If you're unfamiliar with AI coding or a beginner, please use the designated sandbox space for AI file capabilities: 📖 Read / ✏️ Write / 🗑️ Delete / 🔄 Retry / 🔌 MCP / ❓ Questions / 📋 Todo. You can disable write and delete for safety.
🧠 Memory Files — View and edit memory data in real-time
Manually edit content anytime, observe memory AI operations in real-time. You can also make requests to the memory AI directly.
🎨 Regex Editor — Sandbox & Free modes
Manage regex rules at different levels, modify conversations, with Sandbox and Free modes. Protects against potentially malicious scripts from unknown character cards.
⚠️ We cannot guarantee effectiveness against all malicious scripts. Please review character card code for malicious content before use. We are not responsible for any damages.
📋 Commander-Level Prompts — Full control over all sent content
Commander-level prompts that control all sent content, maximizing prompt effectiveness.
🧠 Memory Presets P1-P6 — Fully prompt-driven, zero technical barrier
P2-P6 behaviors can all be modified through prompts — no coding required, highly adaptable.

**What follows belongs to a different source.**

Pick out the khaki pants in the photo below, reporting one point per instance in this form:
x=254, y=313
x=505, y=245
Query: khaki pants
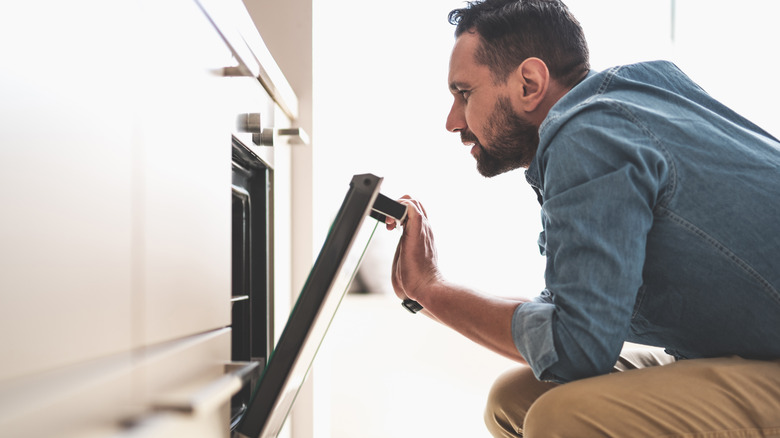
x=712, y=398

📖 System Guide — Detailed documentation for quick onboarding
Detailed system documentation to help you get started quickly.
🔬 System Diagnostics — One-click log export for rapid troubleshooting
Comprehensive system self-diagnosis with one-click log packaging. Captures both browser console and server logs into a single JSON file — just attach it when reporting issues.
This project is built on the fount framework, with direct authorization from the original author.